Last August, FBI agents in Minnesota arrested Moussaoui, a French citizen of Moroccan descent, on an immigration violation after a flight school instructor became suspicious of his desire to learn to fly a commercial jet.

FBI headquarters turned down the Minneapolis' office request to seek a search warrant to examine Moussaoui's computer. After the Sept. 11 attacks, the FBI got the warrant and found information related to jetliners and crop-dusters on the computer hard drive, officials said. The government grounded crop-dusting planes temporarily because of what it found.

In his turn in the witness chair, Mueller won praise from several senators for his efforts to reform an agency that Sen. Charles Schumer, D-N.Y., described as hidebound. "You inherited a great organization but also a great bureaucracy," added Sen. Mike DeWine, R-Ohio.

Even senators who were critical of Mueller at various points joined in the praise.

At the same time, he faced sharp questioning about the FBI's failure to alert the committee earlier this year about the so-called Phoenix memorandum, a document sent to agency headquarters last summer noting that several Arabs were suspiciously training at a U.S. aviation school in Arizona.

Sen. John Edwards, D-N.C., asked Mueller why the headquarters agent to whom the memo was addressed, David Frasca, had not told the Judiciary Committee about it in January when Frasca met with the panel's staff. Mueller said he did not know.

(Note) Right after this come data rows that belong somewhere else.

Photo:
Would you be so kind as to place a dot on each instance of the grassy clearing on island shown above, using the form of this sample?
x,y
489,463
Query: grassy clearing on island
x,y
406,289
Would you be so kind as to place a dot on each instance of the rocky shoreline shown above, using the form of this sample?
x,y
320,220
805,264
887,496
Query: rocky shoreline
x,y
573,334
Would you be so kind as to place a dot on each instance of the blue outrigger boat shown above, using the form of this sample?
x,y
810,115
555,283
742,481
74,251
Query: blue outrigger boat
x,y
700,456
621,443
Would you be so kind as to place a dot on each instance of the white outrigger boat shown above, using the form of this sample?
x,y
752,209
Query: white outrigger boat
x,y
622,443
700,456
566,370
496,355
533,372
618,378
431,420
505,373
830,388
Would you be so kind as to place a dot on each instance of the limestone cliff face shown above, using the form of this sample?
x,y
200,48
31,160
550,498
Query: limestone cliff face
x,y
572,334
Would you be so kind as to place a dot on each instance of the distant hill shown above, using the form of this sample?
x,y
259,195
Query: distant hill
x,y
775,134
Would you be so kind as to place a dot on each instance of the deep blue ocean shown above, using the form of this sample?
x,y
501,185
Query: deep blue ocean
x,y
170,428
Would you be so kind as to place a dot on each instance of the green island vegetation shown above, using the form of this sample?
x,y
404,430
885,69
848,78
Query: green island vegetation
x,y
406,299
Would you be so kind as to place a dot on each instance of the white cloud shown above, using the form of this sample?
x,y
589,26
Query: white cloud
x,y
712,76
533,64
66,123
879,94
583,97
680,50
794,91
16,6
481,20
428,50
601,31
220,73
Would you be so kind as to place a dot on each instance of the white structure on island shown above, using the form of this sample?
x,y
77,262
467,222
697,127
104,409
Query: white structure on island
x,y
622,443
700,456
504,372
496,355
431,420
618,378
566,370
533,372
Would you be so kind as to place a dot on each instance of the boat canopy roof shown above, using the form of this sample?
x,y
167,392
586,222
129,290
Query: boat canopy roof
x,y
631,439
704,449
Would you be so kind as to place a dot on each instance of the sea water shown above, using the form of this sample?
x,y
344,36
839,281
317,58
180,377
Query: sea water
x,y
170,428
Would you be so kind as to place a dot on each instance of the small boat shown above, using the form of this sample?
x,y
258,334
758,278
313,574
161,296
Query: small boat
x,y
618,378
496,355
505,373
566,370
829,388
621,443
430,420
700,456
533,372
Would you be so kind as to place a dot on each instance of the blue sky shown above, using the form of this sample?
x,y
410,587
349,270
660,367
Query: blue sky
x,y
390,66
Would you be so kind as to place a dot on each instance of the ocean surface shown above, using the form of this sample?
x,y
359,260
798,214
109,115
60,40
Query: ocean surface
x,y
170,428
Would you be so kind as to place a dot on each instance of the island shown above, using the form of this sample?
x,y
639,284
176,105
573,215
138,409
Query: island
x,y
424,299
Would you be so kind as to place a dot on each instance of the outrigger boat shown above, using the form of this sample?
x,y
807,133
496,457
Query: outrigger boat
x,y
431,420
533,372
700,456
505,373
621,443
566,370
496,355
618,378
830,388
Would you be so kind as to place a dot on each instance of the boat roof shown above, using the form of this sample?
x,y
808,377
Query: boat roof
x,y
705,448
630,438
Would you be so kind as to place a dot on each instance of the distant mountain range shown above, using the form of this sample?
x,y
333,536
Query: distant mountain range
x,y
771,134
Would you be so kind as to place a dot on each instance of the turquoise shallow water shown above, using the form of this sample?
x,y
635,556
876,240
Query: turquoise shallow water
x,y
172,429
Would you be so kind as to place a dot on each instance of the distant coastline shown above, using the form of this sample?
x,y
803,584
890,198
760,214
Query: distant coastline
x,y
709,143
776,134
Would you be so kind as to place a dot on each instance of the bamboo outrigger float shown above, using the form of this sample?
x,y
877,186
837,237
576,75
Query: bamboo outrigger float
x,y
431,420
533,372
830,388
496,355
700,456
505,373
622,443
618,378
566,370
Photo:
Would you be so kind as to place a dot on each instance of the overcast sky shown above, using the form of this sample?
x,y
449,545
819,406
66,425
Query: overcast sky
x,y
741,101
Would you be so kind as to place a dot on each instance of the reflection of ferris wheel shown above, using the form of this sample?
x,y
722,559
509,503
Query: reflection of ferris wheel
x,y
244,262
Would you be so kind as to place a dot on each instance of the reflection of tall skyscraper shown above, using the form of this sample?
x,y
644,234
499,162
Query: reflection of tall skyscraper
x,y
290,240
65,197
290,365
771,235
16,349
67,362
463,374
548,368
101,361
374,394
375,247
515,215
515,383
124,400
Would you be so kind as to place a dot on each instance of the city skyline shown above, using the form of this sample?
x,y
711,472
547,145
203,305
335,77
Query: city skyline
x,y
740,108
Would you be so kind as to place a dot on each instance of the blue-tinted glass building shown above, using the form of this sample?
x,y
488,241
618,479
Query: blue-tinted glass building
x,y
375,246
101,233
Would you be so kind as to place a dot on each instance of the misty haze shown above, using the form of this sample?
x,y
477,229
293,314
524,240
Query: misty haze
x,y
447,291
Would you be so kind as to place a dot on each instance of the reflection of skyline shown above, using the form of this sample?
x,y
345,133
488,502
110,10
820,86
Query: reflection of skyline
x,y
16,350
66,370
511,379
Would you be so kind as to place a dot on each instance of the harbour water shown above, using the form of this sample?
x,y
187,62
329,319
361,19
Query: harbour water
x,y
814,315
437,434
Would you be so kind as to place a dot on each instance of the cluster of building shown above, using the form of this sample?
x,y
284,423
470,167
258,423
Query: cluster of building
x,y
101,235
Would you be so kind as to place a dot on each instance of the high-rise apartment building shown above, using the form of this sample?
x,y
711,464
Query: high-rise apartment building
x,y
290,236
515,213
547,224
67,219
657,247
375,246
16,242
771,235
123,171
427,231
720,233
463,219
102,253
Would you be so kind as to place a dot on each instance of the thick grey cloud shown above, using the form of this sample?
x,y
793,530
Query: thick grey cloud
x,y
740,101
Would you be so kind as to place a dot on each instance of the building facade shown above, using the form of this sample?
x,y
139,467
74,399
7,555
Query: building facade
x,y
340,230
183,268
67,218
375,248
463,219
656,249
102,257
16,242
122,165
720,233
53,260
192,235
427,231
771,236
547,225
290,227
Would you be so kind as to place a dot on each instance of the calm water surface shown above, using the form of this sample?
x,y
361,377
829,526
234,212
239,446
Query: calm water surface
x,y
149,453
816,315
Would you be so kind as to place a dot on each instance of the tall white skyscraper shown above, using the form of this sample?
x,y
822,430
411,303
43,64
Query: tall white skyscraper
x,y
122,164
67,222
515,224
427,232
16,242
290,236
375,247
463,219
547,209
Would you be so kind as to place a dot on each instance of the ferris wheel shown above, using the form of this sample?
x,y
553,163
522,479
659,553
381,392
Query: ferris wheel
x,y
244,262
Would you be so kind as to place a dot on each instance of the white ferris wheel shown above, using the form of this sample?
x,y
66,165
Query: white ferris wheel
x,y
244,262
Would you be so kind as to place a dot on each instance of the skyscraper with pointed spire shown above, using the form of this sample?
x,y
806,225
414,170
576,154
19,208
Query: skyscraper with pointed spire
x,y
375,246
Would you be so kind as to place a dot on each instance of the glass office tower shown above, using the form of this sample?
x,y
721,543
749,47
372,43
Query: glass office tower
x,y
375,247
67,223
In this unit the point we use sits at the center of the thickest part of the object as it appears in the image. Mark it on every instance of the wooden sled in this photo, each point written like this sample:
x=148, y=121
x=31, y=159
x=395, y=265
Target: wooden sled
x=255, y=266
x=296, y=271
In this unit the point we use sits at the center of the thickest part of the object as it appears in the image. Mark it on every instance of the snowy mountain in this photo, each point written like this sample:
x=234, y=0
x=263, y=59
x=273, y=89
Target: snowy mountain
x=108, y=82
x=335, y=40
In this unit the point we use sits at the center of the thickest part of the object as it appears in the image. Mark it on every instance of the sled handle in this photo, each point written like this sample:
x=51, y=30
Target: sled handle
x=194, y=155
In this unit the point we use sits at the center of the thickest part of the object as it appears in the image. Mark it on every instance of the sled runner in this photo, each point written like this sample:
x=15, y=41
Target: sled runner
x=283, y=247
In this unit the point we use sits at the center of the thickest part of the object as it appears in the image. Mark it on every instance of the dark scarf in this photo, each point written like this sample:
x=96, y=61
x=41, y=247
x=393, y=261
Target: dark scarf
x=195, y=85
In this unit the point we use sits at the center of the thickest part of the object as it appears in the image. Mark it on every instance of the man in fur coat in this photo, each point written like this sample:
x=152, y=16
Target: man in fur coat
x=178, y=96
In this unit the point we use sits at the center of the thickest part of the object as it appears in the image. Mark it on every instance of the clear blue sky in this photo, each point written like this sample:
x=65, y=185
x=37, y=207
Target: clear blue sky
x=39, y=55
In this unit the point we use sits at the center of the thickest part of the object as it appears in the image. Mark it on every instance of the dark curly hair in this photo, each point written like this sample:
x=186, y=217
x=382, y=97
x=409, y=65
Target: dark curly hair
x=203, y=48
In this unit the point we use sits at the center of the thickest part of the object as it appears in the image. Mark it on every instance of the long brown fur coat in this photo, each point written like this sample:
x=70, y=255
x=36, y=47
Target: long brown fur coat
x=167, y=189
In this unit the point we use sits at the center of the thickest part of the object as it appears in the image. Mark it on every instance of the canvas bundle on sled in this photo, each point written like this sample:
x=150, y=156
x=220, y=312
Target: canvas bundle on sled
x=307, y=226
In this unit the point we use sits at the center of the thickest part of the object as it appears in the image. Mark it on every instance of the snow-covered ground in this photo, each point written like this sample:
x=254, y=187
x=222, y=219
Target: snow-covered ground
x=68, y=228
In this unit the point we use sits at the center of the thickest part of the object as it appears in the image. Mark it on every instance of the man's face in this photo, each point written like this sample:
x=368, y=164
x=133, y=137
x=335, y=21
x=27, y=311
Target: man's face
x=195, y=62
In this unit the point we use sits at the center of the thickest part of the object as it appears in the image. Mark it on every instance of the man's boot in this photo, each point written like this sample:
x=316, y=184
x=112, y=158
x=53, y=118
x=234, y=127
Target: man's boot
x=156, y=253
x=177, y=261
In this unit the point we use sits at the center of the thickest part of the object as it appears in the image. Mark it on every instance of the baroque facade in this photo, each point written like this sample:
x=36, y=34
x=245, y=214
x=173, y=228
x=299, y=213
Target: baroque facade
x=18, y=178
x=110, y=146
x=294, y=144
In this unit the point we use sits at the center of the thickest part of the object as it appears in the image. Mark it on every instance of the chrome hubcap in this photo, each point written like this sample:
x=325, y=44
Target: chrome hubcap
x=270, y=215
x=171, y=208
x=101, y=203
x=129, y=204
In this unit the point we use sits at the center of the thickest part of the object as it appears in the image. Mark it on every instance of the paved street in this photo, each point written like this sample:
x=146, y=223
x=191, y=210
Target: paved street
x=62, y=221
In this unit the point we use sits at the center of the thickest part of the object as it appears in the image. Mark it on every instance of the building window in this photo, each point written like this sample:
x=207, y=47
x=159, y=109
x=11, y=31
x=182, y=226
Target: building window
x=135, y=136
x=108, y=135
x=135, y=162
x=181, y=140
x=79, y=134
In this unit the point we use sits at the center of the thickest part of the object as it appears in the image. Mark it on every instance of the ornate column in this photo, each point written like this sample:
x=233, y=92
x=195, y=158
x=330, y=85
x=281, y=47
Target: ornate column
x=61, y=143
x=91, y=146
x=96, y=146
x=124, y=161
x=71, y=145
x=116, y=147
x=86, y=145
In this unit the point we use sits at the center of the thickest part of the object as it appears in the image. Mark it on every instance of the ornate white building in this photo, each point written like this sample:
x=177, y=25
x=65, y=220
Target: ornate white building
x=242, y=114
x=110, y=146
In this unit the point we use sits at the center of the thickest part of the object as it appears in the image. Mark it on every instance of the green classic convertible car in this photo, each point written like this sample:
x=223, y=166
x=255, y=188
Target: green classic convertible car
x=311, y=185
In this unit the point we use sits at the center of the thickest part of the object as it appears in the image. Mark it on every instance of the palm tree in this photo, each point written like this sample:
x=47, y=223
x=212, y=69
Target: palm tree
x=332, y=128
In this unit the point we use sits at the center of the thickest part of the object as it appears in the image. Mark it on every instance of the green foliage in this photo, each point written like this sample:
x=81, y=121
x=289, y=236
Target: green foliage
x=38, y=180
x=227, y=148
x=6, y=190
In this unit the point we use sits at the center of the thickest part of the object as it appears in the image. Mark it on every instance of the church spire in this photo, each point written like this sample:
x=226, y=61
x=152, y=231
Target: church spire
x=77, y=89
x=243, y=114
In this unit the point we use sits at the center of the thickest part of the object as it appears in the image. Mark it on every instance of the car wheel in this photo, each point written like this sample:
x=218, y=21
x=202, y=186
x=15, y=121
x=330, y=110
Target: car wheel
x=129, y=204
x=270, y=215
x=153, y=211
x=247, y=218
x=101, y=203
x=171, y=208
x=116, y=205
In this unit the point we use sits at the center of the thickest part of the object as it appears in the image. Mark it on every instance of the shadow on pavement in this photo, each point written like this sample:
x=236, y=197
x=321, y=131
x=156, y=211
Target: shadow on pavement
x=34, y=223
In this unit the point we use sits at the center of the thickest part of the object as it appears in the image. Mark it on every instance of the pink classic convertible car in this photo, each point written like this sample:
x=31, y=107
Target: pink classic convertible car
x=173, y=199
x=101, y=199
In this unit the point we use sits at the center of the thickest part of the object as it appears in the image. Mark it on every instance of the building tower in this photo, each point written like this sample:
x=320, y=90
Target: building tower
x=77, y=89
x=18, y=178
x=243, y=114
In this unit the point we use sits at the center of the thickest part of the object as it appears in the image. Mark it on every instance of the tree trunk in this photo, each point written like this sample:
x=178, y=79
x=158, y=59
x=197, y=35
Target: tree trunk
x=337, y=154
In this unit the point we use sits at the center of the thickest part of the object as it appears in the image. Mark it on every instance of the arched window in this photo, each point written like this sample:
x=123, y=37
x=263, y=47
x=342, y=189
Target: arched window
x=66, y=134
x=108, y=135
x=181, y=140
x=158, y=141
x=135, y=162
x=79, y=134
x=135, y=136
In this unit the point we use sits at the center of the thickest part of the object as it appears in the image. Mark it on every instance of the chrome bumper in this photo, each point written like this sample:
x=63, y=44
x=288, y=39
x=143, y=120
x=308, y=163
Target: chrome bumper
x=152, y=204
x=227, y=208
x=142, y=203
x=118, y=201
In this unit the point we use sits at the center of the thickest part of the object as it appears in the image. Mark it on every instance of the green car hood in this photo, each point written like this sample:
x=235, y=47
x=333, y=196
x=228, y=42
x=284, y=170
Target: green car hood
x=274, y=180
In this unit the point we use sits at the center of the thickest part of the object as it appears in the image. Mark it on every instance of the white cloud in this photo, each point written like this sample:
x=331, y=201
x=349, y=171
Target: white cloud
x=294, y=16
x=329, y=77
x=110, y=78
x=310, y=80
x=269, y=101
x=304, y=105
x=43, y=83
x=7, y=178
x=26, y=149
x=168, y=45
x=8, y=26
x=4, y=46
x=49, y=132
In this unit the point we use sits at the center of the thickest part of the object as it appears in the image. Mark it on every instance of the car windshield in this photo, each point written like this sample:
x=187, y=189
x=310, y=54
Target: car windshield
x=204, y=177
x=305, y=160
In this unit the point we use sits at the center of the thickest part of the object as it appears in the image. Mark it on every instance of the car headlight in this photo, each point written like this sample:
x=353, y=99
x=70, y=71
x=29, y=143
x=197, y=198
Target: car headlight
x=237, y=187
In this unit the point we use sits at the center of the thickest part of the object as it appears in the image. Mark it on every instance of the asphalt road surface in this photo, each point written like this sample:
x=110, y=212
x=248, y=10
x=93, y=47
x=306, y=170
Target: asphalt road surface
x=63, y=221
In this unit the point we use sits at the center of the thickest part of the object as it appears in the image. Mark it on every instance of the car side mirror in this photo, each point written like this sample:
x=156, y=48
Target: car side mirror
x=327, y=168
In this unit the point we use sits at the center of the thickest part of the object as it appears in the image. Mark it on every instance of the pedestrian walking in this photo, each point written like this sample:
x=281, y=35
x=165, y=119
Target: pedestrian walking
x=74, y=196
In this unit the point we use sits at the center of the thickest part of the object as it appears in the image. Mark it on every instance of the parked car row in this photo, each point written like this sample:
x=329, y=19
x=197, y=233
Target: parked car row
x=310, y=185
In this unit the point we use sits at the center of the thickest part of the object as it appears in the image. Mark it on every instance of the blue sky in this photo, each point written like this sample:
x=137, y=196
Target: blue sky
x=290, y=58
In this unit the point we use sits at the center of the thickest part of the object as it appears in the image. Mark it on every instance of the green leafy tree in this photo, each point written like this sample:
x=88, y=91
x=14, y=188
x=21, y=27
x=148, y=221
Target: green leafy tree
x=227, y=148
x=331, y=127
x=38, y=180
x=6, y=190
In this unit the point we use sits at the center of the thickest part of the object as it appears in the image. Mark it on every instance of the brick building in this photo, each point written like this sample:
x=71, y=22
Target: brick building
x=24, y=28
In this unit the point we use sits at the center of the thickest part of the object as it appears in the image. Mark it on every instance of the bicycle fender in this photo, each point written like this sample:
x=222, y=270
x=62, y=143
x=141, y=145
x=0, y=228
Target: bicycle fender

Sens. John Kyl, R-Ariz., and Schumer introduced a measure on Wednesday to make it easier for agents to obtain wiretaps and conduct searches in foreign intelligence cases, saying that if the FBI had been able to listen in on Moussaoui it might have been able to prevent the attacks.

"This is a problem, and we're looking for solutions to address this problem," Mueller replied, adding that the Justice Department would be issuing a formal opinion on the legislation in the future.

"We are looking at ways to tweak" the legislation passed by Congress late last year, he added.

Mueller had previously outlined plans to reorganize the FBI to devote greater resources to anti-terrorism, including its ability to analyze available intelligence. "This Congress is all too familiar with the FBI's analytical shortcomings," he said. "Building subject area expertise or developing an awareness of the potential value of an isolated piece of information does not occur overnight," he said. "It is developed over time."

He told one senator the agency had begun hiring additional translators skilled in Farsi, Pashto and other languages, and said the FBI now has the ability to translate intercepts "in real time" in terrorism cases.

At the same time, he told seemingly incredulous senators that computer technology at the agency didn't allow an agent to search all existing electronic reports for a key phrase — the term "flight school," for example.

Asked time after time whether Rowley's letter or the Phoenix memo could have prevented the disastrous attacks, he sidestepped.

"I'm hesitant to speculate as to what would have happened if, ..." he said at one point.

The Associated Press contributed to this report.